An old witch sat in a niche, quivering her wax hands over some orange-and-blue tarot cards. She jerked her head and hissed through her toothless mouth at Garrett, tapping her greasy cards.

“Death!” she cried.

“Now that’s the sort of thing I mean,” said Garrett. “Deplorable!”

“I’ll let you burn her personally.”

“Will you, really?” Garrett was pleased. Then he frowned. “I must say you’re taking this all so well.”

“It was enough just to be able to create this place. To be able to say I did it. To say I nurtured a medieval atmosphere in a modern, incredulous world.”

“I’ve a somewhat reluctant admiration for your genius myself, sir.” Garrett watched a mist drift by, whispering and whispering, shaped like a beautiful and nebulous woman. Down a moist corridor a machine whirled. Like the stuff from a cotton-candy centrifuge, mists sprang up and floated, murmuring, in the silent halls.

An ape appeared out of nowhere.

“Hold on!” cried Garrett.

“Don’t be afraid,” Stendahl tapped the animal’s black chest. “A robot. Copper skeleton and all, like the witch. See?” He stroked the fur, and under it metal tubing came to light.

“Yes.” Garrett put out a timid hand to pet the thing. “But why, Mr. Stendahl, why all this? What obsessed you?”

“Bureaucracy, Mr. Garrett. But I haven’t time to explain. The government will discover soon enough.” He nodded to the ape. “All right. Now.”

The ape killed Mr. Garrett.

“Are we almost ready, Pikes?”

Pikes looked up from the table. “Yes, sir.”

“You’ve done a splendid job.”

“Well, I’m paid for it, Mr.
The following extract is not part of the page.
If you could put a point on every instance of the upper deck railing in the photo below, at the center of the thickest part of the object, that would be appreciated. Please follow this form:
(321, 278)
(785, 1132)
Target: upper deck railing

Stendahl,” said Pikes softly as he lifted the plastic eyelid of the robot and inserted the glass eyeball to fasten the rubberoid muscles neatly. “There.”

“The spitting image of Mr. Garrett.”

“What do we do with him, sir?” Pikes nodded at the slab where the real Mr. Garrett lay dead.

“Better burn him, Pikes. We wouldn’t want two Mr. Gasretts, would we?”

Pikes wheeled Mr. Garrett to the brick incinerator. “Goodbye.” He pushed Mr. Garrett in and slammed the door.

Stendahl confronted the robot Garrett. “You have your orders, Garrett?”

“Yes, sir.” The robot sat up. “I’m to return to Moral Climates. I’ll file a complementary report. Delay action for at least forty-eight hours. Say I’m investigating more fully.”

“Right, Garrett. Good-by.”

The robot hurried out to Garrett’s rocket, got in, and flew away.

Stendahl turned. “Now, Pikes, we send the remainder of the invitations for tonight. I think we’ll have a jolly time, don’t you?”